With the recent emergence of Jay Z's Tidal and the steady popularity of Spotify, artists have been flocking to support or challenge streaming services. The latest to combat music streaming is former Pink Floyd frontman Roger Waters, who calls Silicon Valley executives "rogues and thieves" concerning change within the music industry.

In an interview with the Times UK, Waters further clarified how problematic it is for artists to flourish in a society where their music is essentially given away. To Pink Floyd fans disappointment, Waters also made it clear that a reunion was "out of the question."

"I feel enormously privileged to have been born in 1943 and not 1983," Waters said. "To have been around when there was a music business and the takeover by Silicon Valley hadn't happened, and in consequence, you could still make a living writing and recording songs and playing them to people. When this gallery of rogues and thieves had not yet injected themselves between the people who aspire to be creative and their potential audience and steal every fucking cent anybody ever made."

A collection of artists including Waters, Taylor Swift, Radiohead, AC/DC and more have pulled their records from Spotify due to the low artist pay-per-stream while the company fo Spotify as a whole rakes in large quantities of cash from advertisments and subscriptions.

"The amounts these services pay per stream is minuscule—their idea being that if enough people use the service those tiny grains of sand will pile up," Talking Heads frontman David Byrne once wrote against Spotify.

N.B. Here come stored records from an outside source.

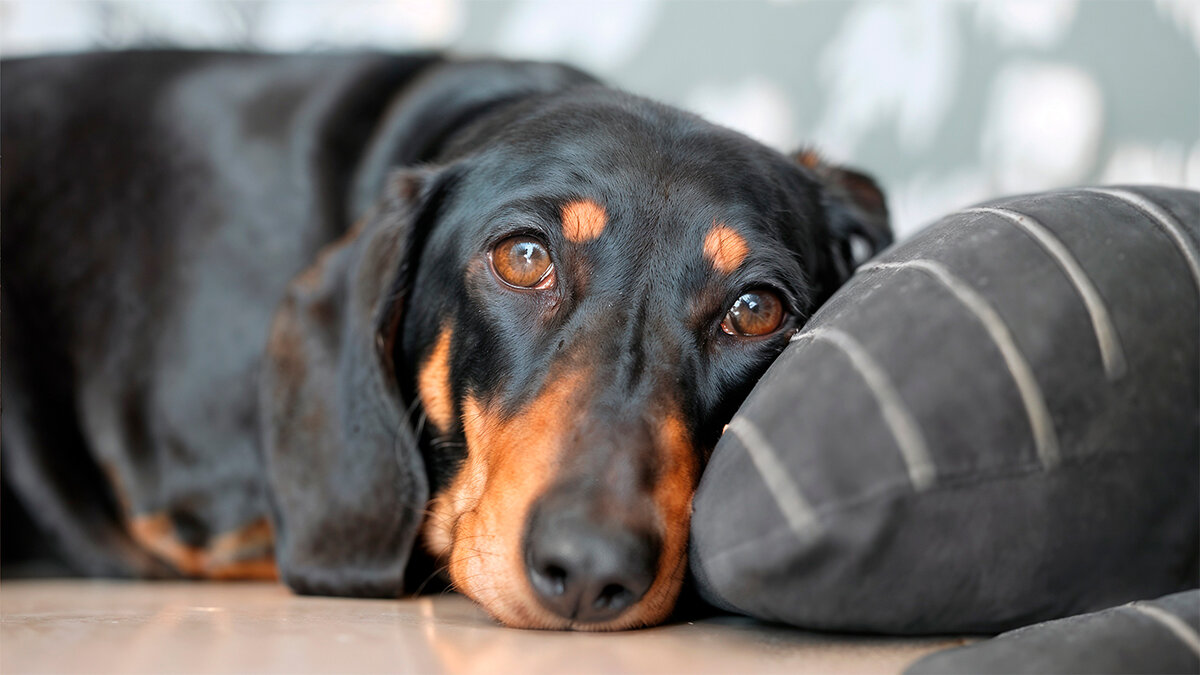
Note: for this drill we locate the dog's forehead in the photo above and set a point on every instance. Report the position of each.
(669, 183)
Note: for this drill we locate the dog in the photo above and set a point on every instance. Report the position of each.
(286, 315)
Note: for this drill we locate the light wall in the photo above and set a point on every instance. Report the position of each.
(945, 102)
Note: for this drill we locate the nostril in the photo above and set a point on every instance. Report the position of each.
(613, 596)
(555, 579)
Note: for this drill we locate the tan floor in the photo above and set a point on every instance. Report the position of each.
(160, 627)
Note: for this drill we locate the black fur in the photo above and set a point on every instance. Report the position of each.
(156, 207)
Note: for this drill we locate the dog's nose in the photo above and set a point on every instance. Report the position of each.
(588, 572)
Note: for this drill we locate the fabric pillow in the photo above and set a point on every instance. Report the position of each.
(1141, 637)
(994, 423)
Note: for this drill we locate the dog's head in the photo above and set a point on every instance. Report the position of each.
(577, 296)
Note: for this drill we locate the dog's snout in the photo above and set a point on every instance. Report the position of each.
(586, 571)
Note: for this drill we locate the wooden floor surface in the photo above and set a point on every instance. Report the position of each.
(181, 627)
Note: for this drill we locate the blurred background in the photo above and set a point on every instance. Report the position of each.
(945, 102)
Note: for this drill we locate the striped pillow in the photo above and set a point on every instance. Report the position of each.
(994, 423)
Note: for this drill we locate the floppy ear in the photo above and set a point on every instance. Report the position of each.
(856, 211)
(345, 475)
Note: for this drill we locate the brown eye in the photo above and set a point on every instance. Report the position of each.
(756, 312)
(523, 262)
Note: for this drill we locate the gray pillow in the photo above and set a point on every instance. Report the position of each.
(1141, 637)
(996, 422)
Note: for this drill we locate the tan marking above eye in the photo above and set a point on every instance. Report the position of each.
(756, 312)
(583, 220)
(523, 262)
(433, 383)
(725, 249)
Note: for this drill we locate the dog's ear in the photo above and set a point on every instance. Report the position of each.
(343, 472)
(857, 216)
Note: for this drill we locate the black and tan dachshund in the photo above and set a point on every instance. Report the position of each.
(291, 314)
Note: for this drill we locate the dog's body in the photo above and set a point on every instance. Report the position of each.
(571, 286)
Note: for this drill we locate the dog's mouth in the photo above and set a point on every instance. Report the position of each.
(540, 543)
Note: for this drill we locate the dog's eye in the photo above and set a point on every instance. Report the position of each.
(756, 312)
(523, 262)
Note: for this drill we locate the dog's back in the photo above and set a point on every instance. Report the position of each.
(155, 207)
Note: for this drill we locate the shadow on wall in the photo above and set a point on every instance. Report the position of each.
(946, 102)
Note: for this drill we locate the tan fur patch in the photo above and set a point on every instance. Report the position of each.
(725, 249)
(243, 554)
(479, 521)
(583, 220)
(433, 383)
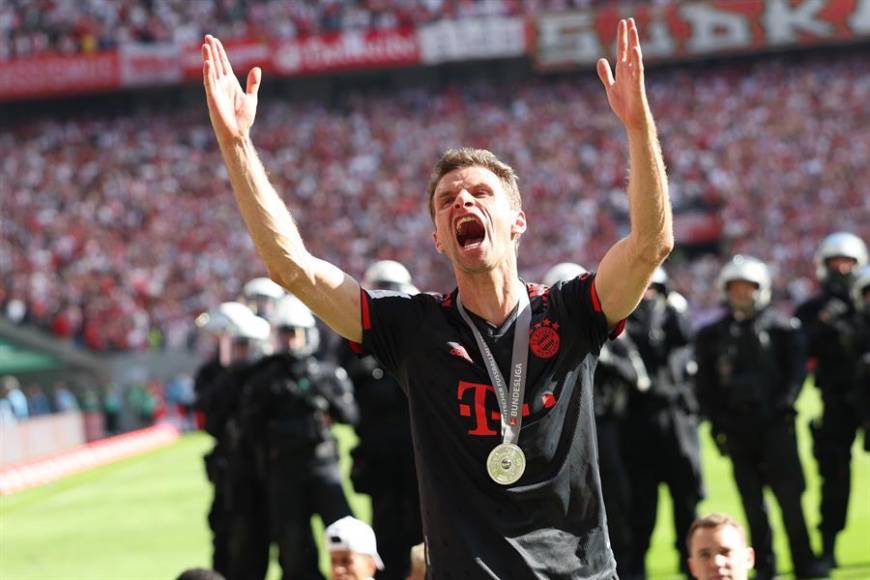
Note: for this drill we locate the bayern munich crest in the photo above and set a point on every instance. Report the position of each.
(544, 339)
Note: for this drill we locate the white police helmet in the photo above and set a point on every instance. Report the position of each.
(840, 244)
(563, 271)
(235, 320)
(859, 287)
(390, 274)
(748, 269)
(659, 277)
(292, 312)
(264, 287)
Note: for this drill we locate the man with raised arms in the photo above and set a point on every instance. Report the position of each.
(498, 373)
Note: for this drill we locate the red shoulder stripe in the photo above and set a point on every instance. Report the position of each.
(596, 304)
(364, 306)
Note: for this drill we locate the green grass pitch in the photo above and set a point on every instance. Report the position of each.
(144, 517)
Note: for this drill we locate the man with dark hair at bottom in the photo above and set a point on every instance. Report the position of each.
(749, 376)
(507, 466)
(717, 549)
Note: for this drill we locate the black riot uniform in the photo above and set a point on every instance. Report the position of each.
(383, 462)
(828, 326)
(615, 378)
(750, 373)
(219, 393)
(287, 408)
(860, 395)
(661, 433)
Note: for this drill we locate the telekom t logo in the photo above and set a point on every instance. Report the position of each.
(482, 425)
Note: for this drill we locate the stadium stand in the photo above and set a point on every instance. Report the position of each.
(130, 230)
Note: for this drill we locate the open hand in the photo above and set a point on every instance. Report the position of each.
(626, 93)
(230, 109)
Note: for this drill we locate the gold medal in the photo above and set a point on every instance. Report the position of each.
(506, 463)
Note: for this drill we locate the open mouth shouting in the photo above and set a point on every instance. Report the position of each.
(470, 232)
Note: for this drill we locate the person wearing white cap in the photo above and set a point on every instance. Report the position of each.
(353, 550)
(499, 494)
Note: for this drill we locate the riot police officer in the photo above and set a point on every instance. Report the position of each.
(618, 373)
(750, 372)
(287, 407)
(261, 295)
(661, 431)
(383, 462)
(826, 324)
(240, 337)
(860, 396)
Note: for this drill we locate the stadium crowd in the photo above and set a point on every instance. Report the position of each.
(130, 229)
(29, 28)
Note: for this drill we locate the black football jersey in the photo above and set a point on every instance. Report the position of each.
(549, 524)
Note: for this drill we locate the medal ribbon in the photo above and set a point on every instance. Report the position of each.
(510, 402)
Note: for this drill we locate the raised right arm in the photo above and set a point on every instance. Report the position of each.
(330, 293)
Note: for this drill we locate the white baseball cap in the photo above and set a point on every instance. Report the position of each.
(353, 535)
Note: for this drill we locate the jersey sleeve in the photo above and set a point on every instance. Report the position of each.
(582, 307)
(389, 320)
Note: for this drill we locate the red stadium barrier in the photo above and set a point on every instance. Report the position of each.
(48, 469)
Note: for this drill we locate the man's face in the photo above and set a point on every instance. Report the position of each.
(741, 295)
(475, 225)
(720, 553)
(347, 565)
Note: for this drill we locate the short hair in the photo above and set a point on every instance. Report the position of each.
(200, 574)
(463, 157)
(418, 555)
(712, 521)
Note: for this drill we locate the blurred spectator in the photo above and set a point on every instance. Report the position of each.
(32, 27)
(150, 236)
(64, 400)
(7, 415)
(16, 399)
(112, 404)
(37, 401)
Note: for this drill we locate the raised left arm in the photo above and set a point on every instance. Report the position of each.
(626, 269)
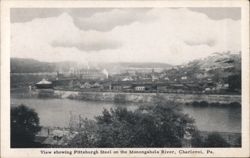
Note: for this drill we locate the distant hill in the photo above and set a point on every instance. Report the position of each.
(21, 65)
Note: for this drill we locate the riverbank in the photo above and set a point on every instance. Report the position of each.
(147, 97)
(121, 97)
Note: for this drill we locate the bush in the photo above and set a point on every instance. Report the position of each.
(148, 126)
(24, 126)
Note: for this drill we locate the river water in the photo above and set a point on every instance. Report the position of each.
(58, 112)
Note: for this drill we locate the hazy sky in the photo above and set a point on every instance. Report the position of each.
(169, 35)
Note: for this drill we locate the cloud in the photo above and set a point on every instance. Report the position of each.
(89, 46)
(153, 35)
(105, 21)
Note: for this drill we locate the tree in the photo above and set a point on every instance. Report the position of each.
(24, 126)
(161, 125)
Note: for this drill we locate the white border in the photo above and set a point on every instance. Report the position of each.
(5, 73)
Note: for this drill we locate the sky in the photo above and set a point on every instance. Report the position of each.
(166, 35)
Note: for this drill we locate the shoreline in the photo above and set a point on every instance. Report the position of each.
(123, 97)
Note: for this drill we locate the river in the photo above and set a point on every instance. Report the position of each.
(58, 112)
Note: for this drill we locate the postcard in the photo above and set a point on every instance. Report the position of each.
(124, 78)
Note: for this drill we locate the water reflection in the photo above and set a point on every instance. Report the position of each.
(58, 112)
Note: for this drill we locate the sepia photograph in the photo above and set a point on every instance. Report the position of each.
(126, 77)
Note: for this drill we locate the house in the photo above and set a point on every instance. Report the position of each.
(86, 85)
(139, 88)
(44, 84)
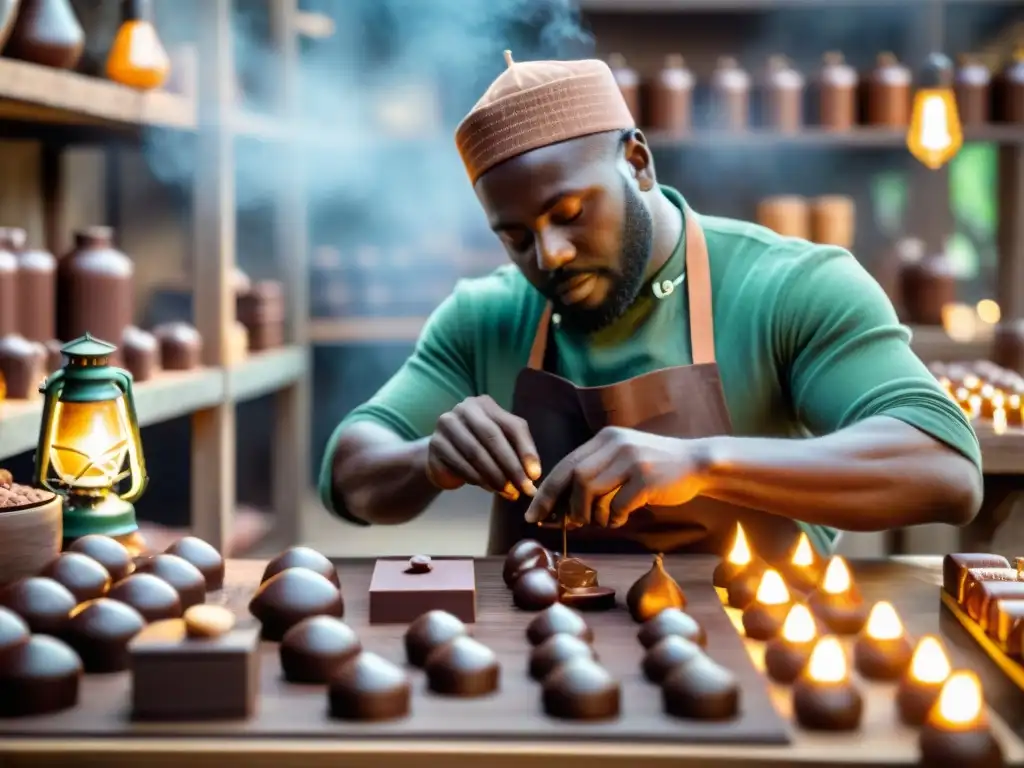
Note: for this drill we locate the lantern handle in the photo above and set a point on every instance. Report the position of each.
(136, 462)
(50, 389)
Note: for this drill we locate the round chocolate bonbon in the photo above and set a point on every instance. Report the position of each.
(430, 631)
(581, 689)
(294, 594)
(558, 620)
(536, 589)
(110, 553)
(700, 689)
(671, 622)
(463, 667)
(43, 603)
(313, 648)
(371, 688)
(99, 631)
(83, 577)
(302, 557)
(555, 651)
(204, 556)
(150, 595)
(38, 677)
(186, 580)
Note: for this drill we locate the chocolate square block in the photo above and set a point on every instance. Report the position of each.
(399, 596)
(954, 569)
(179, 678)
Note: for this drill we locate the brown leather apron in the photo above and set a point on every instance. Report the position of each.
(679, 401)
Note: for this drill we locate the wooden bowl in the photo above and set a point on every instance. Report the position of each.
(30, 538)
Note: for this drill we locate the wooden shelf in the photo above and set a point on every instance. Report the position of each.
(170, 394)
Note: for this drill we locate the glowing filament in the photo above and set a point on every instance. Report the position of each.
(883, 624)
(799, 626)
(930, 664)
(827, 663)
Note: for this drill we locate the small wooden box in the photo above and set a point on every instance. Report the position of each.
(177, 678)
(398, 596)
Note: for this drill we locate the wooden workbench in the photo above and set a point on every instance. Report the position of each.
(910, 584)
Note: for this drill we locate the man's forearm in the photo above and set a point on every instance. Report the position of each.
(879, 474)
(379, 477)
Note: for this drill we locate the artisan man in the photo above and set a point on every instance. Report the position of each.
(648, 373)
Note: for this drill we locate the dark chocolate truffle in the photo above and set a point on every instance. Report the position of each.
(700, 689)
(558, 620)
(430, 631)
(292, 595)
(536, 589)
(150, 595)
(669, 653)
(463, 667)
(43, 603)
(38, 677)
(369, 687)
(99, 631)
(204, 556)
(581, 689)
(313, 648)
(13, 630)
(671, 622)
(302, 557)
(555, 651)
(109, 552)
(186, 580)
(83, 577)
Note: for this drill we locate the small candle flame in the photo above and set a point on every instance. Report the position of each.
(803, 555)
(740, 552)
(799, 626)
(827, 662)
(837, 579)
(883, 624)
(961, 700)
(772, 590)
(930, 664)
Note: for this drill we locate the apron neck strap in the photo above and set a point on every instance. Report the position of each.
(698, 290)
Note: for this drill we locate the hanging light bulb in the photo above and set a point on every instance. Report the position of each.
(935, 135)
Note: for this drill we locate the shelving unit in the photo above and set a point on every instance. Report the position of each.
(61, 110)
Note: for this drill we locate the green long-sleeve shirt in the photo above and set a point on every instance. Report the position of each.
(806, 342)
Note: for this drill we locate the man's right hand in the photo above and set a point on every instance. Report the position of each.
(479, 443)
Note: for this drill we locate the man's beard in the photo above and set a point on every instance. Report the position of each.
(638, 239)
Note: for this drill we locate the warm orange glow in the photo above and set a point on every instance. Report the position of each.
(799, 626)
(803, 555)
(837, 579)
(961, 700)
(883, 624)
(740, 552)
(935, 135)
(827, 662)
(930, 664)
(772, 590)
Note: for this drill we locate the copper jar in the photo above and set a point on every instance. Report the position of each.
(973, 91)
(730, 94)
(837, 93)
(787, 215)
(95, 288)
(929, 286)
(783, 96)
(670, 101)
(1011, 90)
(629, 83)
(889, 93)
(833, 220)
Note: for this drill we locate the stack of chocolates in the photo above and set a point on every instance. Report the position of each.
(261, 310)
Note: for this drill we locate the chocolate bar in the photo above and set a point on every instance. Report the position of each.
(954, 569)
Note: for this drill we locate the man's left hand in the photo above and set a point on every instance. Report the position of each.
(617, 472)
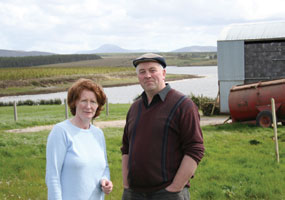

Pink Floyd drummer Nick Mason divulged his feelings about streaming in congruence to U2's Songs of Innocence release via Apple. "Look, U2 are a great band, and Bono's an extraordinary individual, so this isn't an anti-U2 tirade," Mason said. "But it highlights a vital aspect to the whole idea of music in the 21st century. What's also interesting is that Apple seem to have got off scot-free. No one's blaming them. Apple has done great things, but it has also contributed to the devaluation process [of music]," he told Rolling Stone.

 

While having no involvment with Pink Floyd's recent LP The Endless River, Waters is currently working on a remix of his 1992 solo LP Amused to Death. When questioned about a Pink Floyd reunion, he echoed that "A reunion is out of the question," Waters said. "Life after all gets shorter and shorter the closer you get to the end of it and time becomes more and more precious and in my view should be entirely devoted to doing the things you want to do. One can't look backwards."